Investors rely on CME futures to hedge their positions in markets ranging from Treasuries to stocks on the S&P 500, as well as pricing Wall Street indices at the market open.
“The outage is exacerbating already thin liquidity post-US holidays, and on top it’s a half-day for most markets,” said Rushabh Amin, multi-asset portfolio manager at Allspring Global Investments.
In a statement on Friday, the CME blamed the halt in trading on a “cooling issue” at a data centre located 35 miles away from the CME’s headquarters in Chicago and operated by CyrusOne.
The CME added it was working to fix the issue “in the near term”.
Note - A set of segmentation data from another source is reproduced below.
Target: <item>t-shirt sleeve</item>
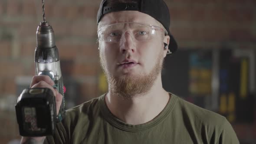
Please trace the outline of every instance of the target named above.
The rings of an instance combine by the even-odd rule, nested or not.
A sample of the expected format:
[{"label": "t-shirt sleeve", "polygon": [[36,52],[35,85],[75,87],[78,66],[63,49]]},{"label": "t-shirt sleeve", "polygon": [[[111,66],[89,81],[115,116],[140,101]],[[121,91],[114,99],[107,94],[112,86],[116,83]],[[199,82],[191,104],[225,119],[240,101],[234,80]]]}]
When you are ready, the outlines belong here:
[{"label": "t-shirt sleeve", "polygon": [[44,144],[69,144],[69,137],[62,123],[56,124],[56,128],[53,136],[48,136],[44,140]]},{"label": "t-shirt sleeve", "polygon": [[239,144],[239,141],[235,131],[230,124],[226,118],[223,124],[223,130],[220,136],[218,144]]}]

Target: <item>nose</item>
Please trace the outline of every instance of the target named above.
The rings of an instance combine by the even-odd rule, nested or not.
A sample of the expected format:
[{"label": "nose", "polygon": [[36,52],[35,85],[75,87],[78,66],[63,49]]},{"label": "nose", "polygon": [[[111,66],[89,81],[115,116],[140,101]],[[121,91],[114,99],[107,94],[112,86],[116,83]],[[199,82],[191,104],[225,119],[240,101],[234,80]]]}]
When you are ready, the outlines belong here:
[{"label": "nose", "polygon": [[133,53],[135,51],[135,41],[133,36],[129,32],[125,32],[120,39],[120,52],[124,54],[127,52]]}]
By 11.20am London time, prices for futures linked to the S&P 500 index, WTI crude oil and gold had not been updated for several hours, according to data from LSEG and FactSet.
The disruption also hit the CME’s EBS market, one of the world’s largest currency trading venues, and its Chicago Board of Trade subsidiary, which handles trading in interest rate and US Treasury derivatives.
The CME handled an average of 28.3mn contracts a day in the third quarter on futures tied to interest rates, treasuries, energy and equities.
Its last major outage was in 2019, when equity, bond and commodity markets were disrupted for three hours.
Friday’s disruption comes on the final trading day of the month, when many options contracts will expire and traders typically shift their positions into new contracts.
One metals trader said they were “in the dark” and waiting for an update from the CME — including on what would happen to positions in contracts that expire on Friday. The exchange may permit market participants to “roll” forward any such positions to Monday, the trader suggested.
Investors said that the blackout was making banks reluctant to trade in other markets such as bonds, swaps and currencies on Friday morning, pushing up transaction costs.
“If I was trying to do some currency hedging today it would be an issue,” said one fund manager.
Based in Dallas, Texas, CyrusOne operates more than 55 data centres across the US, Europe and Asia. The company is owned by US private equity groups KKR and Global Infrastructure Partners.
CyrusOne did not immediately respond to a request for comment.
CME said on Friday morning its European government bond trading platform BrokerTec EU was open, but its other markets remained shut.